Our middle child Gareth opened our world up to special education and introduced us to the UW College of Education's Haring Center. He began receiving services for his developmental delay at the Haring Center's Experimental Education Unit when he was just a toddler as part of King County's Birth-to-Three services. We felt fortunate to have landed at this spot, but knew nothing of the Haring Center prior to Gareth's placement. Eventually our days became more and more focused on the broader picture of the Haring Center as we looked up from Gareth and looked around at the immense support system comprised of innovative leaders, researchers, graduate students and service professionals—all devoted to inclusive education practices for children with and without disabilities. These four years at the Haring Center have taught us that the movement for inclusion is important and that we need to continue to push for the research and training developed inside these walls to be parlayed effectively to teachers and classrooms throughout our state and beyond.

What one or two education issues are you most passionate about (and why)?
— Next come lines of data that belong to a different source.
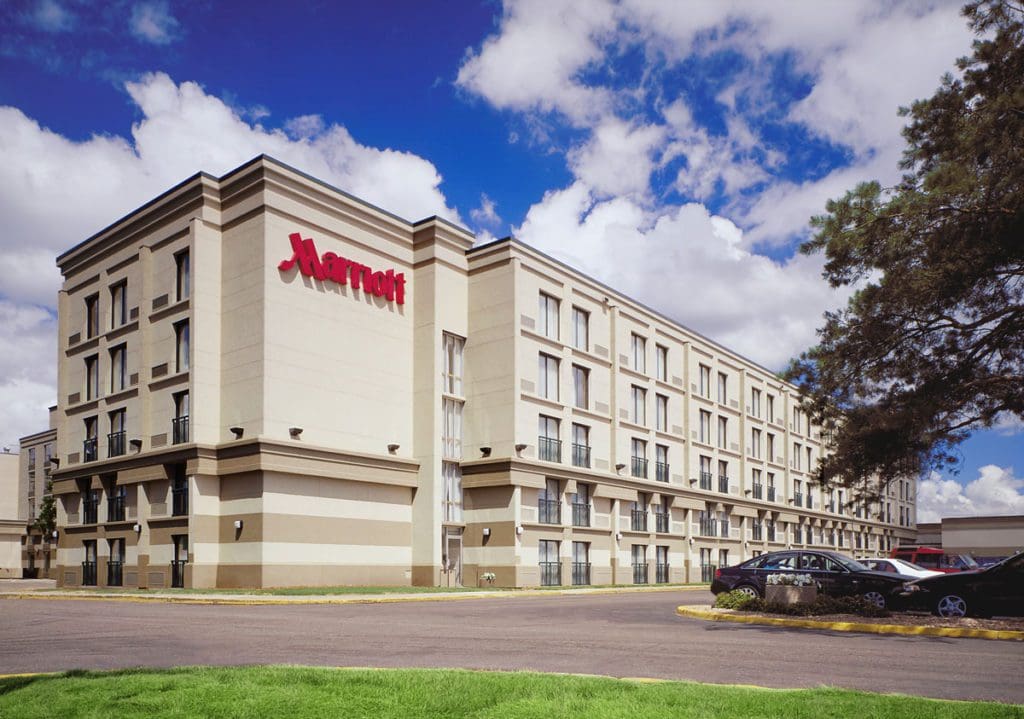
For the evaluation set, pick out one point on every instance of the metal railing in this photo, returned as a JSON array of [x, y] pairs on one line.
[[549, 450], [551, 574], [581, 456], [549, 511]]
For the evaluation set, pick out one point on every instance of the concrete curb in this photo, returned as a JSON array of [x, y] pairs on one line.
[[249, 600], [719, 616]]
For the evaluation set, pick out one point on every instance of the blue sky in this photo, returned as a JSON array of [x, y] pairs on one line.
[[672, 150]]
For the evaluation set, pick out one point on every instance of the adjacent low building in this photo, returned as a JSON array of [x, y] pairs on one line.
[[264, 381]]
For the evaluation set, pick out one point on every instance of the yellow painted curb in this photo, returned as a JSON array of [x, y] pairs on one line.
[[718, 616]]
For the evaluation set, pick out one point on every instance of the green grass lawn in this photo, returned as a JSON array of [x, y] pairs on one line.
[[298, 691]]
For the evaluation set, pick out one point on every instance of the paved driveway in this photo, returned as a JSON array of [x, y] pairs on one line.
[[626, 635]]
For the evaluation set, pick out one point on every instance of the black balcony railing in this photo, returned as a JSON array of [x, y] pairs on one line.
[[581, 573], [178, 574], [581, 514], [581, 456], [662, 522], [549, 450], [179, 429], [116, 508], [551, 574], [662, 471], [639, 520], [639, 467], [115, 574], [89, 450], [115, 443], [179, 501]]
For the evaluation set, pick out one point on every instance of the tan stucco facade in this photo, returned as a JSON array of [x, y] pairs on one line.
[[237, 412]]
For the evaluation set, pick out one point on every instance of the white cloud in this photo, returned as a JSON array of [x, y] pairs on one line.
[[153, 22], [995, 492]]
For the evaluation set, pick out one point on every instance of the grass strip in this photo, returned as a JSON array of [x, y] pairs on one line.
[[305, 691]]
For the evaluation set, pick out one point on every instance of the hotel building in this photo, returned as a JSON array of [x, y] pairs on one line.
[[264, 381]]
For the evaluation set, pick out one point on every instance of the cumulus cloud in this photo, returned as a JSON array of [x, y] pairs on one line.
[[994, 492]]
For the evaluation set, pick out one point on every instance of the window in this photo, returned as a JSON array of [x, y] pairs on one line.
[[452, 428], [119, 368], [581, 386], [662, 363], [181, 351], [91, 315], [705, 426], [639, 405], [453, 491], [547, 318], [547, 380], [119, 304], [549, 446], [91, 377], [581, 329], [182, 276], [662, 413], [452, 353]]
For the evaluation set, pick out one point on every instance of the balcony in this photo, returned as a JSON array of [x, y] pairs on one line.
[[549, 450], [639, 520], [179, 430], [639, 467], [89, 450], [581, 456], [581, 514], [662, 471], [115, 443], [549, 511], [551, 574], [581, 573]]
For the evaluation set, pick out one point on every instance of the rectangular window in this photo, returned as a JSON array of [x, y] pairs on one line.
[[662, 413], [181, 346], [581, 386], [452, 354], [662, 363], [547, 318], [547, 379], [639, 346], [581, 329]]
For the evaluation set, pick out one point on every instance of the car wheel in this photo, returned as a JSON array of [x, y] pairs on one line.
[[951, 605], [877, 598]]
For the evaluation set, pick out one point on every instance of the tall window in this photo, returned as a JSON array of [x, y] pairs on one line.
[[547, 379], [662, 413], [581, 386], [181, 346], [547, 316], [119, 373], [581, 329], [639, 405], [182, 276], [639, 346], [452, 354]]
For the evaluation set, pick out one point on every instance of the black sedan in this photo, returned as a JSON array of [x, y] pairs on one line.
[[997, 590], [834, 574]]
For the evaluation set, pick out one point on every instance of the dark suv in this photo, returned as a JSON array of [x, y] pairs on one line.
[[834, 574]]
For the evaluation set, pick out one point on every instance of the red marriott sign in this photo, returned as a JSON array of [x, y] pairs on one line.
[[330, 266]]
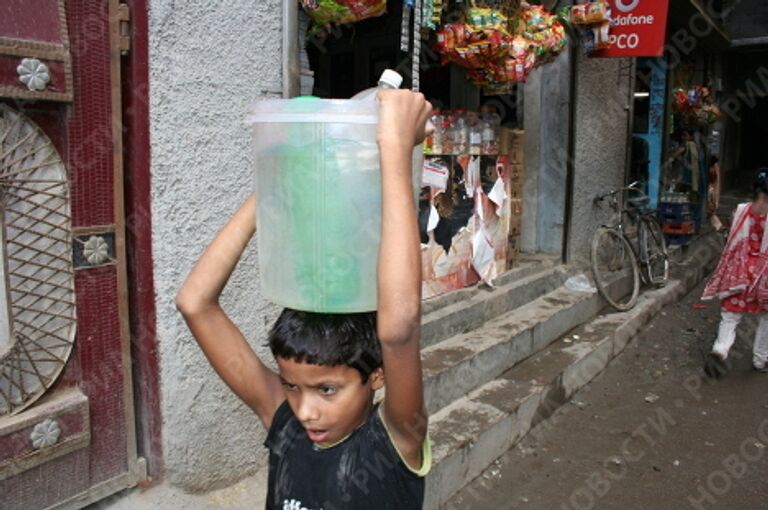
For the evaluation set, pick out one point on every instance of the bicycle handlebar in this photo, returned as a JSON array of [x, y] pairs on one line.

1) Inclusive education. We have had our eyes opened to the importance of having children with and without disabilities share the same learning environment. There are important exchanges and learning that happen for both the typically developing child and the child with the disability; it doesn't happen if the child with the disability is relegated to a different room due to lack of resources, training or basic understanding by the educators.

2) Achievement gap. It is stunning, and unjust, that Seattle has the fifth largest white-black achievement gap in the nation. We'd love to learn more about that and what we as a community and a board can do to help close that gap.

Share an unusual/fun fact about yourself.

We met doing backcountry trail work with the Washington Trails Association. We fell in love after a week of no showers and some contentious games of Scrabble on a weeklong trip based in the North Cascade's Monte Cristo ghost town. Now we have three children—two boys, ages 7 and 5, and an 8-month-old baby girl.